Much to his parent’s chagrin, he expressed that it was his intention to enter what at the time seemed to many to be a radical, if not revolutionary religious movement- the Dominicans, a community dedicated to serve the Church through preaching and teaching.
Members of the Dominican Order would surrender everything for the cause of advancing the Church’s mission, embracing a life of self-sacrifice that expressed itself in vows of poverty, chastity and obedience.
Thomas’ family, had hoped that the piety of their son could be leveraged to further advance the fortunes of the family. After all, through their network of connections they could position him to be a great man- an abbot of a prosperous monastery or even a bishop. Thomas had no interest in any of this.
And so young Thomas, at the age of 19, abandoned all prospects of wealth, pleasure, power and honors and entered the Dominican Order.

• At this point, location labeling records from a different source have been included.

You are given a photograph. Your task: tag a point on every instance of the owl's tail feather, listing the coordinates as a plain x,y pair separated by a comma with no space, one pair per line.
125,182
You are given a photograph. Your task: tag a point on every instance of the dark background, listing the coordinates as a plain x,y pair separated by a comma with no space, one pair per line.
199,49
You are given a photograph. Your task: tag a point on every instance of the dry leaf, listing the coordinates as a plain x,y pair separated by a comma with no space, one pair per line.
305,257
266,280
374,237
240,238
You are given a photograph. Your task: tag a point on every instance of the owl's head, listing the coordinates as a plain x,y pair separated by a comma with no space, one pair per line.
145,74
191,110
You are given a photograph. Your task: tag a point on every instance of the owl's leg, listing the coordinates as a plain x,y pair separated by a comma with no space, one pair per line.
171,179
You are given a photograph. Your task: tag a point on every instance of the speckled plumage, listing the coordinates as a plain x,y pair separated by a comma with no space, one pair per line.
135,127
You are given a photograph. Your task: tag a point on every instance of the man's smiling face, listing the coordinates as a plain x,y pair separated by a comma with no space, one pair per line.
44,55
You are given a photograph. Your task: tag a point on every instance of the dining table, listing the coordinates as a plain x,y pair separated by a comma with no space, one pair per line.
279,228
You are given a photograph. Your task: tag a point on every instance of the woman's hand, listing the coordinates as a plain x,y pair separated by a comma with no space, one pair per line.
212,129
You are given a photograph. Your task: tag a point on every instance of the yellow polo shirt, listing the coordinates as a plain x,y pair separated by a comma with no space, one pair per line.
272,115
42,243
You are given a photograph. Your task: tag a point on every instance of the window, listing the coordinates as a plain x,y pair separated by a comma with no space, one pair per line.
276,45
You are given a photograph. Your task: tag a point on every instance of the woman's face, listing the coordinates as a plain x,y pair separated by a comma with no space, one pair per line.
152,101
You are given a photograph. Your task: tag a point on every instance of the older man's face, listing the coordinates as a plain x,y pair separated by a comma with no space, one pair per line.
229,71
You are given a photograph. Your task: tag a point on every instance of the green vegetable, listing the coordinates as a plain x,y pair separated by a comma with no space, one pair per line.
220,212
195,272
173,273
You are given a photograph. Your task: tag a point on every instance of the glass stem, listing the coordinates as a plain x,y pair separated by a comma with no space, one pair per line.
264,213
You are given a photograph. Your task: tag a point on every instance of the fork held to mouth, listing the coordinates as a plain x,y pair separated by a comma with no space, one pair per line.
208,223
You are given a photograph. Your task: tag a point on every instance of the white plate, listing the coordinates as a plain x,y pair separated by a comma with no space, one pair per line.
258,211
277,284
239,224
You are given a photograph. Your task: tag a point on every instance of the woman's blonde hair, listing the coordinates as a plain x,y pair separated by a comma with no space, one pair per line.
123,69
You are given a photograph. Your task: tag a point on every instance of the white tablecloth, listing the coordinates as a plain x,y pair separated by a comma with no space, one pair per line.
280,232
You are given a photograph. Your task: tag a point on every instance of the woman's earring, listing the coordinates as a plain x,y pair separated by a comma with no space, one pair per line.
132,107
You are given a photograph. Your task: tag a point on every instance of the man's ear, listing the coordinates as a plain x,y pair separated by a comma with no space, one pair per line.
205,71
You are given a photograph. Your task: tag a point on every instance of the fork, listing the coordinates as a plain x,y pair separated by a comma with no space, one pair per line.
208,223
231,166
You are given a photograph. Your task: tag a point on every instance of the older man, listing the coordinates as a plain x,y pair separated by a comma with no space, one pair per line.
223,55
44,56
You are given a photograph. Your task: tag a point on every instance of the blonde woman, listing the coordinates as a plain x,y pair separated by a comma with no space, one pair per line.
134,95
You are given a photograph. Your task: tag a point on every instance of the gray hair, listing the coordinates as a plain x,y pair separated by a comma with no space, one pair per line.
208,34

It was apparent to his teachers that Thomas was a prodigy, and he would become one of the great intellectuals of his age. So great were his gifts that he is acknowledged as one of the most important intellectual figures to have ever lived. But for us Christians, he is more than this- Thomas is a Saint of the Church and his wisdom endures as a resource that engages our own spiritual aspirations and his legacy of preaching and teaching continues to direct and influence the life of the Church.
Not only a teacher and preacher, but also a poet and mystic, he is truly one of the greatest masters of the Christian life.
St. Thomas died in the year 1274.
What lesson does the witness of St. Thomas Aquinas offer to us?
We live in an age of the Church’s life in which there has been a tragic devaluation of the importance of the life of the mind in relation to the Christian way of life. Thinking about the faith is seen as a distraction from practical and emotional matters. Creative and inspired scholarship is needed and sorely lacking.
Some, embracing philosophical and ideological trends construe scholarship in the Church as project of debunking the Church’s beliefs or as a means used to make sure that the practices of the Christian life serve secular conceits. The legacy of Christian witness if presented at all, is presented so as to be dismissed.
Others, see scholarship in the Church as merely akin to the conservation of a museum piece, not appreciating the Church’s intellectual inheritance as something living and vital. The Faith becomes an archaism, rather than a way of life.
And there are those who see little need for the Church to think at all, preferring the solace of emotions and sentiment alone without recourse to reason or so fearful of the unpredictability of life, preferring the retreat from reason into credulity that becomes the terrors of fundamentalism.
St. Thomas Aquinas invites us to abandon a faith that is content with little, if any, understanding or thinks the life of the mind inhibits sanctity, rather than enhancing it.
The Church needs a new generation of scholars who like St. Thomas Aquinas, will take seriously the life of the mind and that mature faith always seeks to understand what the Church believes and practices and why.